Well, if you didn't know, then it isn't any more.

My students all know this. How many times have I tried to quickly do even the most ridiculous problem at the front of the room (figuring out, for example, how many groups I need to divide students into fours) and done a horrible job of it. It's a bit of a running joke. I'm ok with it. Teacher quirks and failings are endearing if you make fun of them and recognize them and occasionally exaggerate them.

But here's the thing: even though math isn't my best subject, I still keep a good budget. I can still accurately measure fabric or furniture. I can make cookies that don't include way too much salt. I have the skills I need to do what is required of me. It works out. I learned and internalized what I needed to.

Here's another not secret: Standardized testing is a waste of money and time that doesn't accurately measure the success or failure of teachers and schools.
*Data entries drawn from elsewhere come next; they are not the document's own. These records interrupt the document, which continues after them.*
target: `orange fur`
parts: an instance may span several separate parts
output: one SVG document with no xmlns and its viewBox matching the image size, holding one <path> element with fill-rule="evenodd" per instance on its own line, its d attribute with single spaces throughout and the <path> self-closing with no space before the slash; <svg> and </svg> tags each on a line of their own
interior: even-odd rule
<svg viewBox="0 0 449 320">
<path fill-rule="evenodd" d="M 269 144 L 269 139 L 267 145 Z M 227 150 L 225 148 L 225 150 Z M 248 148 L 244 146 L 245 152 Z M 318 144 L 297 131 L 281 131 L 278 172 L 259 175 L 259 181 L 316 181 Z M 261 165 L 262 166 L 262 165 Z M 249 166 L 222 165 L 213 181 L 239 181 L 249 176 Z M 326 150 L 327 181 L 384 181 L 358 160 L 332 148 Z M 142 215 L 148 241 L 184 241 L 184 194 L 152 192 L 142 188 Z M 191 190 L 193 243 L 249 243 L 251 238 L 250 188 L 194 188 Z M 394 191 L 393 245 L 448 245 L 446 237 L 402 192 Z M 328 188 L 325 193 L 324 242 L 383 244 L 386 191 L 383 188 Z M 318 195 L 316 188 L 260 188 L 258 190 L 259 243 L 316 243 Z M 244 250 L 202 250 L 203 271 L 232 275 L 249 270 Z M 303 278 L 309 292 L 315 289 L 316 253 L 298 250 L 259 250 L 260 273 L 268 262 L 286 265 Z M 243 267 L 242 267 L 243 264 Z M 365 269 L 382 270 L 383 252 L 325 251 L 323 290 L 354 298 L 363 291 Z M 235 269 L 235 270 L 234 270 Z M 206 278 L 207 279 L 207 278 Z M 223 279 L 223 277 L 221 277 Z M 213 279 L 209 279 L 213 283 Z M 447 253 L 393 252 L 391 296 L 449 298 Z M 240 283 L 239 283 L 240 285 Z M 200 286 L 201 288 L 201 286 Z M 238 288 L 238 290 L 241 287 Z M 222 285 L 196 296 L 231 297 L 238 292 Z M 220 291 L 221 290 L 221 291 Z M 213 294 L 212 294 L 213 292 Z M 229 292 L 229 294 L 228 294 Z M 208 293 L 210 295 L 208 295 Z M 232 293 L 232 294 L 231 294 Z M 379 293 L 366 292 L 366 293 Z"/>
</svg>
What's more, standardized testing has actually negatively changed the way students learn and are prepared for the "real world".

Everyone knows this. Teachers know it. Students know it. Even, as far as I can tell, most politicians know it. Businessmen know it. We talk about it. We talk about not "teaching to the test" and how important it is to prepare the youth in our country for being creative in the fast moving Apple and Google world to which we belong, but will turn around in the same school year or month or week or hour and say: ". . .but they still have to pass the test."

The test. The big, scary, government mandated test that determines my future employment and the status of my school and absolutely nothing for my students. My students who, after so many years of hours spent each spring staring at a computer pushing buttons, have started to grow accustomed to the idea that becoming educated is not an active, engaging process, but a process of binge and purge. Information is shoved at you, and you vomit it back up, hoping the important chunks are present when you need them most.

Excuse the imagery. It grosses me out too, if it makes you feel any better.

What I don't understand is that it is no secret whatsoever that standardization and excellence do not exist in the same place. All standardized tests tell us is how many students who were failing last year are now passing, at least on that particular day. They don't tell us how many of those students are going to Harvard. They don't tell us how many of those students are genius in one area or another and are going to be hired by Pixar in the next couple of years.

There's no shame whatsoever in teaching students who struggle. That's what schools are made for. But, as a good friend of mine reminded me recently, every student struggles to get to the next level. Every student needs help and a mentor, not just the ones who are more obviously behind.

Thus, the problem of modern education. There are so many different kinds of students in my classroom that no matter how hard I try I won't be able to reach them all. Personality quirks get in the way. Teaching styles get in the way. Hours of the day or problems at home or how much a student had for lunch get in the way. There are hundreds of excuses and problems and I don't have the answers to all of them but I do know that one solution is simple: do away with standardized testing.

Want more proof? Read here.

1 comment:

Nanakat said...

I completely agree. I always did well on those tests, but it wasn't because I'd learned the subject.

It was because I'd learned how to take tests.

And I strongly believe that test-taking skills are the only thing standardized tests actually test.

How are test-taking skills going to help you in the real world? I have no idea.